Innenministerium: Keine Absprache mit irakischen Behörden
Movassat glaubt der Darstellung nicht. „Das Bundesinnenministerium verstrickt sich in erhebliche Widersprüche“, sagt er. Die Aussage passe nicht zur Aussage, dass Özdemir in den entsprechenden Stunden auf Schritt und Tritt von einem Beamten begleitet worden sei.
Özdemir will nun Strafanzeige wegen Nötigung und Freiheitsberaubung erstatten. Zudem will sie per Klage beim Verwaltungsgericht die Rechtswidrigkeit der Maßnahme bestätigen lassen – womit sich die Darstellung des Innenministeriums als falsch herausstellen würde. „Ich bin wirklich überrascht, wie das Ministerium den Fall plötzlich darstellt“, sagt Özdemir.
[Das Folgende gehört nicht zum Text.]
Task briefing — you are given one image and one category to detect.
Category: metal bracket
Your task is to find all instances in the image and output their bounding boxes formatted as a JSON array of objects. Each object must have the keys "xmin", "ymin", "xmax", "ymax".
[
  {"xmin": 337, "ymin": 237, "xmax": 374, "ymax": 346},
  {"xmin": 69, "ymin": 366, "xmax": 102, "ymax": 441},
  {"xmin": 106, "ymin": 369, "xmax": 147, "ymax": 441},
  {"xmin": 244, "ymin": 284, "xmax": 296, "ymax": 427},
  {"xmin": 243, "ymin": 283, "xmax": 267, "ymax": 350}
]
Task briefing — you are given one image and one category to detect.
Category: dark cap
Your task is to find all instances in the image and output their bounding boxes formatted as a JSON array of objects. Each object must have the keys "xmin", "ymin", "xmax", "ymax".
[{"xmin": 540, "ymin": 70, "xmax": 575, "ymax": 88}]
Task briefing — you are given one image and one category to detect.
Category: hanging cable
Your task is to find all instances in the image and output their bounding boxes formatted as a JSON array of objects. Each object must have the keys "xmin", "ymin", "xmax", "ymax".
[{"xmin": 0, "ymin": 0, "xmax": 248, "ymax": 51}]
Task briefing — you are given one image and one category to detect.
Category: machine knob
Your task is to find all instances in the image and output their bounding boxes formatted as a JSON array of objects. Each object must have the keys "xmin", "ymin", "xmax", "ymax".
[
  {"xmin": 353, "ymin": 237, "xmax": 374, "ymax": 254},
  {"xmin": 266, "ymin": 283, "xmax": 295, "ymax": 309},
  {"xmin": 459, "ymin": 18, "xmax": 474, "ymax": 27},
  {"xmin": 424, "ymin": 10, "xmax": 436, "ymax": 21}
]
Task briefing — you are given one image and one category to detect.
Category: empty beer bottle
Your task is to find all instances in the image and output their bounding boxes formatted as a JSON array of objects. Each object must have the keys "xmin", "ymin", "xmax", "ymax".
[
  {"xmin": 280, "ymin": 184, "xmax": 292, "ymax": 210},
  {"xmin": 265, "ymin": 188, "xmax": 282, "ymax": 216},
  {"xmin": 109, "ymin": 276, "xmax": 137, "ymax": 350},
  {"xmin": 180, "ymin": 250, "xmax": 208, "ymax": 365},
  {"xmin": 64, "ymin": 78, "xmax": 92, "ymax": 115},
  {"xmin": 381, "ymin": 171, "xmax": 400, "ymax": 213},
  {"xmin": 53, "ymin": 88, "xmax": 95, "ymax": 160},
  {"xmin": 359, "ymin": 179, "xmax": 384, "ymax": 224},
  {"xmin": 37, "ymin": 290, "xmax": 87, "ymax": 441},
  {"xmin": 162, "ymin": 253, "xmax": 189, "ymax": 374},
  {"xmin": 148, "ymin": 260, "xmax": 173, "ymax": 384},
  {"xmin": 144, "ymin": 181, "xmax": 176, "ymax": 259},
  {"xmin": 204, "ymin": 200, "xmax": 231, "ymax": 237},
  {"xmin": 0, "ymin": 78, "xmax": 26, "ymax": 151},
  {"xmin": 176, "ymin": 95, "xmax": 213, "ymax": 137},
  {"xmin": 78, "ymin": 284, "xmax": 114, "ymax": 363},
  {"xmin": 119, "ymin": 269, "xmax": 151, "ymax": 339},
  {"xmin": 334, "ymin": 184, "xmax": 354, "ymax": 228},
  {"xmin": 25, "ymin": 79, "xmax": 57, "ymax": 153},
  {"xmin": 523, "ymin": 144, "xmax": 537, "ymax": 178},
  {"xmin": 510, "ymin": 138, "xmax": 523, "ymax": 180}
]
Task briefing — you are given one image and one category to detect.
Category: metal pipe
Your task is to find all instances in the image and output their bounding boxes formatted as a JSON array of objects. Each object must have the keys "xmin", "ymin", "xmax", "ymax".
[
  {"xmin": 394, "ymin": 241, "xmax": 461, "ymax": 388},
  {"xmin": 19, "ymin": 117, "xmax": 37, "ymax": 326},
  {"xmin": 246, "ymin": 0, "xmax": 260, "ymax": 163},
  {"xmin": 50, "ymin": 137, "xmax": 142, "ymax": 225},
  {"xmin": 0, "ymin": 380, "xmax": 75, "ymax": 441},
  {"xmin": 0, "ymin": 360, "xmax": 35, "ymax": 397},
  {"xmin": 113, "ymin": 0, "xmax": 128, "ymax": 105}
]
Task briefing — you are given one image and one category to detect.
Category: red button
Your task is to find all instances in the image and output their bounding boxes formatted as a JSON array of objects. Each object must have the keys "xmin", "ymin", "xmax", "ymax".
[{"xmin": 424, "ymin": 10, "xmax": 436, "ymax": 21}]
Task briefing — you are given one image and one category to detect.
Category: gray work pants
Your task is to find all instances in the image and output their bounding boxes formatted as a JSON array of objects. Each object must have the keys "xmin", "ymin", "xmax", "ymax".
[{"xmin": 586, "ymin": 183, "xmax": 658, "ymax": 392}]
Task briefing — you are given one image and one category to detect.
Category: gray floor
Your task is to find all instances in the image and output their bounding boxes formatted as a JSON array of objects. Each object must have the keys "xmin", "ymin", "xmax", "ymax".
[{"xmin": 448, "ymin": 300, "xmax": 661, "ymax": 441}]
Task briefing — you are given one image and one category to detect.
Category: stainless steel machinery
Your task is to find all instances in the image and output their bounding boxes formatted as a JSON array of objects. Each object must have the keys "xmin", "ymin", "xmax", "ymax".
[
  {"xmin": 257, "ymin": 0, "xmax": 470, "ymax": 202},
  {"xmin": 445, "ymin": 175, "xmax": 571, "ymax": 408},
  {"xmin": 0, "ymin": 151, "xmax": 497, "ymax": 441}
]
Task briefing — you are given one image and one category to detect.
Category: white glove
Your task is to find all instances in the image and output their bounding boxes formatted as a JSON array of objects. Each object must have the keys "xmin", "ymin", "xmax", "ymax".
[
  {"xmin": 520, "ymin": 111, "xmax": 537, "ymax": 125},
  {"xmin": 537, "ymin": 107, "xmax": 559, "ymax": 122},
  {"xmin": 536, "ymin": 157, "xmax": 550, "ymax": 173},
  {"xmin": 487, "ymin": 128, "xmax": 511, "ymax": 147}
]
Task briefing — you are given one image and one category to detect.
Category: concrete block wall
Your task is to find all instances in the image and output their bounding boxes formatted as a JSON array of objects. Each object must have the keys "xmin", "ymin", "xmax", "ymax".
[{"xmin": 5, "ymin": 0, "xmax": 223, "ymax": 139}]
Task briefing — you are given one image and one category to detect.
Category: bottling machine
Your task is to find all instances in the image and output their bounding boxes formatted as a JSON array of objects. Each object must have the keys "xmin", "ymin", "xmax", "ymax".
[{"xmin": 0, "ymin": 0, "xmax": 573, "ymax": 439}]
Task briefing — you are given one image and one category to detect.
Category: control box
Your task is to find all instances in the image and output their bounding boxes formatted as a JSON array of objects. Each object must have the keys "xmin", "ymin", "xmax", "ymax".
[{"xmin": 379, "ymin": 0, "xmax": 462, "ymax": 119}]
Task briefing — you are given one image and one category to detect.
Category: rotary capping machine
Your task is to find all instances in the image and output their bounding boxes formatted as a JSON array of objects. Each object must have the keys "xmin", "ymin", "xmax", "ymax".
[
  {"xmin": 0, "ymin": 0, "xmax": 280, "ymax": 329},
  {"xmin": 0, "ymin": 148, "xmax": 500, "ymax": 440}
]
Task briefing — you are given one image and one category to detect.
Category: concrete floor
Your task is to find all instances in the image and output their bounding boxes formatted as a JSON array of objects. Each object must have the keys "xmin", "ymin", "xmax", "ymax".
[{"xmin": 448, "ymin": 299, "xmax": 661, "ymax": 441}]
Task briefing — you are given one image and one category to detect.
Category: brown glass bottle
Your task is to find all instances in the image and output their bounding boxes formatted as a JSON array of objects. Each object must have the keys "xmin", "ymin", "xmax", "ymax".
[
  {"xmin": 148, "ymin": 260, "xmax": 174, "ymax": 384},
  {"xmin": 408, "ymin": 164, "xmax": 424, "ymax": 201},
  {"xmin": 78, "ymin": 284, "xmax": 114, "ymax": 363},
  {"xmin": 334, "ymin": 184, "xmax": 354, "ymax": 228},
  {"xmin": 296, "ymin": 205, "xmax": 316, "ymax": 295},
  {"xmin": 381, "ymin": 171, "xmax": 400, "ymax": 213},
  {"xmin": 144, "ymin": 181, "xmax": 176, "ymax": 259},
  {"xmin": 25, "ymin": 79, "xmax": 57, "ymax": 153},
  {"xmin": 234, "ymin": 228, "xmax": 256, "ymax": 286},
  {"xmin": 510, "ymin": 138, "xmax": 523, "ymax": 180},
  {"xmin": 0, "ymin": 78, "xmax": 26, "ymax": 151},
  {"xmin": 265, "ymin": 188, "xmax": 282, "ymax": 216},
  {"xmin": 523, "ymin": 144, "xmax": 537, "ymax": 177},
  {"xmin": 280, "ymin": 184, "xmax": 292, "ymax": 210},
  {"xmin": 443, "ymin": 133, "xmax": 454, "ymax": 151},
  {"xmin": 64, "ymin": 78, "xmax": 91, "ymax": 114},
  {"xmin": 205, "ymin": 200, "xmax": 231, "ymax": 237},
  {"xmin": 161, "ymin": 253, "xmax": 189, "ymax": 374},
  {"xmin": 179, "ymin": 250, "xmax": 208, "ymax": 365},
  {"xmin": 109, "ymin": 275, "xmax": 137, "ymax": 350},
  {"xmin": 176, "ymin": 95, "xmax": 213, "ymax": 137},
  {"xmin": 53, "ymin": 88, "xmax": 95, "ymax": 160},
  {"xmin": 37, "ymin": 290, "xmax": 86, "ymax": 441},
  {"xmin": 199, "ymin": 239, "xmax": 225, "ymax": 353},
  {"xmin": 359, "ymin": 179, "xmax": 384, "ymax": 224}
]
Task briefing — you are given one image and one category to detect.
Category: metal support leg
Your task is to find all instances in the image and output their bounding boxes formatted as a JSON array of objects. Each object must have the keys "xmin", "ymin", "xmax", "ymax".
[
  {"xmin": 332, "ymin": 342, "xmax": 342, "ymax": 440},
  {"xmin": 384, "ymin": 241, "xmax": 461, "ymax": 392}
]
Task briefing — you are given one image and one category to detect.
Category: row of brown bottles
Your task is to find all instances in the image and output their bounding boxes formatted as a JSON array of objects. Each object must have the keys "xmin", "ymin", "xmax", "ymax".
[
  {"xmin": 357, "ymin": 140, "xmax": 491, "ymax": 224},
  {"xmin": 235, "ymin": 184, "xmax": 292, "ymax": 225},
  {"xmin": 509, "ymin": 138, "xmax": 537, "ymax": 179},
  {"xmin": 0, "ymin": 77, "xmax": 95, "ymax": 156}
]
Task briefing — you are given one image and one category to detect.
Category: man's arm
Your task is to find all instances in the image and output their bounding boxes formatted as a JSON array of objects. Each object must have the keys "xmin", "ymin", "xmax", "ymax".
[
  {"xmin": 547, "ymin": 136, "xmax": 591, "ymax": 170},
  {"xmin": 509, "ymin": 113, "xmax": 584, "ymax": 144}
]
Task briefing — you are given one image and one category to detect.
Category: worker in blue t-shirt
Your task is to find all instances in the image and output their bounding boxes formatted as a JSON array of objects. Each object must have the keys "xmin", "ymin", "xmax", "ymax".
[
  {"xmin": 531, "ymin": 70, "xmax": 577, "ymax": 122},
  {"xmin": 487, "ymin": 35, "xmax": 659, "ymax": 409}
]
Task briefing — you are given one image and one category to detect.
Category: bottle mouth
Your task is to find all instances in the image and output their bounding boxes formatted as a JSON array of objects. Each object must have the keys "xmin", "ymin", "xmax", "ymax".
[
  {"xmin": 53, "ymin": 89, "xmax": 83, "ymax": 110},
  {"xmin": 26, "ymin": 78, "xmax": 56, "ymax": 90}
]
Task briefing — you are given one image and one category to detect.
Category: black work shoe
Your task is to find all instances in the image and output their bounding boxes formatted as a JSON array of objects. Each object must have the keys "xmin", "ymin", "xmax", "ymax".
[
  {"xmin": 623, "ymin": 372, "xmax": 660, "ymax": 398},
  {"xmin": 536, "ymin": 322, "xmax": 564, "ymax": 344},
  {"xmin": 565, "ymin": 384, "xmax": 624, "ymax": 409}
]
Am Mittwochnachmittag erklärte das Innenministerium darüber hinaus, dass es bei dem Einsatz keinerlei Absprachen mit den türkischen oder irakischen Behörden gegeben habe. Özdemir hält das für absurd, da nahezu gleichzeitig auch im Irak Teilnehmer:innen der Friedensdelegation festgesetzt wurden.
Leser*innenkommentare
What If
Wäre mir neu, dass eine Reise nach Kurdistan ein "Mandat" einer Hamburger Bürgerschaftsabgeordneten ist.
Sonnenhaus
Mit einem solchen Innenministerium sollen wir uns in diesem Land sicher fühlen? Intransparenz zerstört bürgerschaftliches Vertrauen. Warum agiert sich Hr. Seehofer derart gegen unsere Verfassung?! Oder wusste er von dieser Sache mal wieder nichts?
Joachim Petrick
Statt nun Cansu Özdemir direkte Aussprache anzubieten, den Fall eingehend umfassend zu klären, stellt das Bundesinnenministerium den Fall gegenüber Özdemirs Parteikollegen und Bundestagsabgeordneten Niema Movassat anders dar. Das allein lässt aufhorchen. Aufklärungswille von Amtswegen sieht anders aus.
rero
@Joachim Petrick Was soll hier eine "direkte" Aussprache?
Es geht um rechtliche Maßnahmen der Bundespolizei, zu denen Frau Özdemir der Rechtsweg offensteht.
Ein Kaffeekränzchen im Innenministerium ist etwas anderes als eine Fortsetzungsfeststellungsklage.
Mich würde das "direkte" Gespräch aufhorchen lassen.